By Mike Adeyemi
More Kwarans might be afflicted by hunger and malnutrition as food prices continue to spike amidst food’s inflation experienced in the country.
A market survey made by National Pilot indicated that a bag of beans now sells for as high as N100,000 also showed that on a monthly basis, prices of food items appear to be rising across Kwara markets.
For instance, the prices of beans have gone up over the last one month compared to previous months.
A bag of beans sold at N30,000 in early September now costs between N50,000 and N100,000 in October.

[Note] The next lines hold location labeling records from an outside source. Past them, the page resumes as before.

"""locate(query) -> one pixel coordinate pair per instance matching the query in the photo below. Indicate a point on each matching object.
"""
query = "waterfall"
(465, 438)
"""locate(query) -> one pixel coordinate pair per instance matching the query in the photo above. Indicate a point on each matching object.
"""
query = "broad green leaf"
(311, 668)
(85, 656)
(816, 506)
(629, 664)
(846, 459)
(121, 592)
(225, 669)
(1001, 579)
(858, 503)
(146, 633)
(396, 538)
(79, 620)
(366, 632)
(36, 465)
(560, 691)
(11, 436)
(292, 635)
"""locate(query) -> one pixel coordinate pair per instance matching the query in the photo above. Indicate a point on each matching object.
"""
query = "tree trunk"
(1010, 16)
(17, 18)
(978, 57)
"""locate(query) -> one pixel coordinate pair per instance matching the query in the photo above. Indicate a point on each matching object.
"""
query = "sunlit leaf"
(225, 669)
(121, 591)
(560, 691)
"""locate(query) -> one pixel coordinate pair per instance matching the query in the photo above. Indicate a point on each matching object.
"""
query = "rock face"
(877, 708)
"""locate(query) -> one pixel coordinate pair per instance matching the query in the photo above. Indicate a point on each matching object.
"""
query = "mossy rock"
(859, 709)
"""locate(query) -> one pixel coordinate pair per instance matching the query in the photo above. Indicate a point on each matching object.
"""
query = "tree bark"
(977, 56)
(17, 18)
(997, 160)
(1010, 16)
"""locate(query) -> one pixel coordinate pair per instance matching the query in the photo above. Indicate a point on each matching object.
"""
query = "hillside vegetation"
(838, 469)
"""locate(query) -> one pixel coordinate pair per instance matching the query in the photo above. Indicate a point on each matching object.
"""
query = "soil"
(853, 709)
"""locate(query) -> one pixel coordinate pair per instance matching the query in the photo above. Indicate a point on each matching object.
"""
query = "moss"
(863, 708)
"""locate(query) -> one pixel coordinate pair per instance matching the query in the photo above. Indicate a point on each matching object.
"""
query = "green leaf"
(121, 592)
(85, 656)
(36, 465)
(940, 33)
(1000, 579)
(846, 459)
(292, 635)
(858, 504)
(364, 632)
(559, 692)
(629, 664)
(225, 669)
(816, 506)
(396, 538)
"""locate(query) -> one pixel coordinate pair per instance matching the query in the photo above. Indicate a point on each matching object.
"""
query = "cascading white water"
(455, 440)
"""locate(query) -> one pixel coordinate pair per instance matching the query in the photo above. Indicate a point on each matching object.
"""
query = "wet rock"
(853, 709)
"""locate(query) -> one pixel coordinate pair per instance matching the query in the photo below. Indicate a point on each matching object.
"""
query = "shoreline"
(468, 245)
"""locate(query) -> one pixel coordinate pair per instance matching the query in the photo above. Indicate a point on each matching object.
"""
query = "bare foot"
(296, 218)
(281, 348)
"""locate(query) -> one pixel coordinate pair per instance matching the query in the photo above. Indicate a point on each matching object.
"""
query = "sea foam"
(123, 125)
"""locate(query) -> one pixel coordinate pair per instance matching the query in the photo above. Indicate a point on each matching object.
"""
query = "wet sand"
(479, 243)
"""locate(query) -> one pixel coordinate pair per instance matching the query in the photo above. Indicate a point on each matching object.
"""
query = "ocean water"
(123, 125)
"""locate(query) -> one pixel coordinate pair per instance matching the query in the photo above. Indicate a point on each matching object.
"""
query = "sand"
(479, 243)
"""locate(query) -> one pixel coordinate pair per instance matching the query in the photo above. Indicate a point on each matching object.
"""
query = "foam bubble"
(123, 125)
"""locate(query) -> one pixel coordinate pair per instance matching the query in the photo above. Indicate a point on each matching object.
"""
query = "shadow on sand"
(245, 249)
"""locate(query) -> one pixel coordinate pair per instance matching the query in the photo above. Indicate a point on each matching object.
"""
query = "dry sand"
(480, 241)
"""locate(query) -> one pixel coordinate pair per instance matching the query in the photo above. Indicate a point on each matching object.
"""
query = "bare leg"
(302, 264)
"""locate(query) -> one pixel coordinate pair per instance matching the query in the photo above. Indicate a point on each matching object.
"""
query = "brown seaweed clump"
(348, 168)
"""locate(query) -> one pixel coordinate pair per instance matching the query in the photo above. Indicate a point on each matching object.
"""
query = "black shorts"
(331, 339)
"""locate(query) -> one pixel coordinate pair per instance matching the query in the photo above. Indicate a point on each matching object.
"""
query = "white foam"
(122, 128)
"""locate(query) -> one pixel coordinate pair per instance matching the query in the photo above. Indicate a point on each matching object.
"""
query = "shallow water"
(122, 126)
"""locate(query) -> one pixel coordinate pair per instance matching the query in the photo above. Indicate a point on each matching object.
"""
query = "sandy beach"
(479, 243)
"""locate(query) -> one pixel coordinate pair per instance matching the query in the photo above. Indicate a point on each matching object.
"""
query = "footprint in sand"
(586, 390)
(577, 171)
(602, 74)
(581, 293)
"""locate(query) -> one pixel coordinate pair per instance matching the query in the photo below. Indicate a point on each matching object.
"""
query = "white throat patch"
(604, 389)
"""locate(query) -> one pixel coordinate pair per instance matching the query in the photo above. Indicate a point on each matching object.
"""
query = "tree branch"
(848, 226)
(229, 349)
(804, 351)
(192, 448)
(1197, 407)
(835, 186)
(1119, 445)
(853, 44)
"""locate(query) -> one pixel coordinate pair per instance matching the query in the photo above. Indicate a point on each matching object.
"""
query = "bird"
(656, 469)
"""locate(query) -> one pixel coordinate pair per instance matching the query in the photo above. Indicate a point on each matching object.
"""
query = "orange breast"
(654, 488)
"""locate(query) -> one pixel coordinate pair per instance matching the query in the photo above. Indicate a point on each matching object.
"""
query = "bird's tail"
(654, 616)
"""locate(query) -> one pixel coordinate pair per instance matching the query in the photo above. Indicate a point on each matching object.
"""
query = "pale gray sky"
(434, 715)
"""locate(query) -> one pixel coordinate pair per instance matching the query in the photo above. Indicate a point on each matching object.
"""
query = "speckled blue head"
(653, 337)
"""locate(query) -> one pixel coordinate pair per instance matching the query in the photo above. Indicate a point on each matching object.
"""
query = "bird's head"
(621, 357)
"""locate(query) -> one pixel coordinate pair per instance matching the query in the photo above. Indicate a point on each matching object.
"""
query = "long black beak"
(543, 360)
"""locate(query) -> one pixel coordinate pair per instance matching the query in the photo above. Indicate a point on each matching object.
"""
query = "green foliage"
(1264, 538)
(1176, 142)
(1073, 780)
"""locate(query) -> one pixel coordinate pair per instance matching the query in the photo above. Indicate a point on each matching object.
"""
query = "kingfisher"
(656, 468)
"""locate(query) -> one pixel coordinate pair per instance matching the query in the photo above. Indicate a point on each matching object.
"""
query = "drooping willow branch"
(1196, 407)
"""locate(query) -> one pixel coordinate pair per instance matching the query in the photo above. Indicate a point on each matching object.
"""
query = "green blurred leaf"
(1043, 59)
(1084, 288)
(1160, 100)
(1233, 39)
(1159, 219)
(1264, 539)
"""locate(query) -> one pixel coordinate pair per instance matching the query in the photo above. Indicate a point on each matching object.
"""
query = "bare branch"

Our medium market survey across markets in the Ilorin metropolis, showed that the prices of beans have doubled in the past weeks.
At Ipata market, price of a big bag of beans, the ‘oloyin’ variety, ranges from N88,000 to N100,000, while ‘plastic rubber’ cost between N3,500 and N5,500.
Another beans variety, ‘drum’, cost between N80,000 and N95,000, while the ‘plastic rubber’ cost N3,000 or N3,500. A big bag of white beans cost between N50,000 and N60,000, while the ‘plastic rubber’ price could be N2,500 or N3,000.
The prices of other staple foods such as rice, yam, egg, garri, groundnut, and maize are also on the rise. Groundnut oil cost N27,000 for 50kg and N5,400 for 5kg.
A bag of rice cost N30,000 and N4,000 for ‘plastic rubber’. A bag of garri was priced at N16,000.
Speaking with our reporter, a trader, Fausat Kasim lamented that it is high time the government find lasting solution to price surge of commodities as traders are groaning.
“The paste of insecurity in the country we were told is the reason for incessant hike in the prices of food products as demand seems greater than available supply.
“But as things stand now, it has passed beyond what we can bear. The volatility of naira against dollar in the foreign exchange market also hit hard on price of goods, “she said.
Recall in August, food inflation rose to 21.03 per cent to the hike in local food items. The inflation growth and depreciation of the naira against the dollar have with pressure on the prices of commodities consumed by Nigerians, with prices of foods constantly.
The current realities are forcing many Kwara households further down the depth of hunger and malnutrition.
Worsening insecurity, especially in the North, is considered by many as the driver of the food crisis as many farmers fled from their farms out of fear for their lives as bandits, Boko Haram, and other criminals go on the rampage.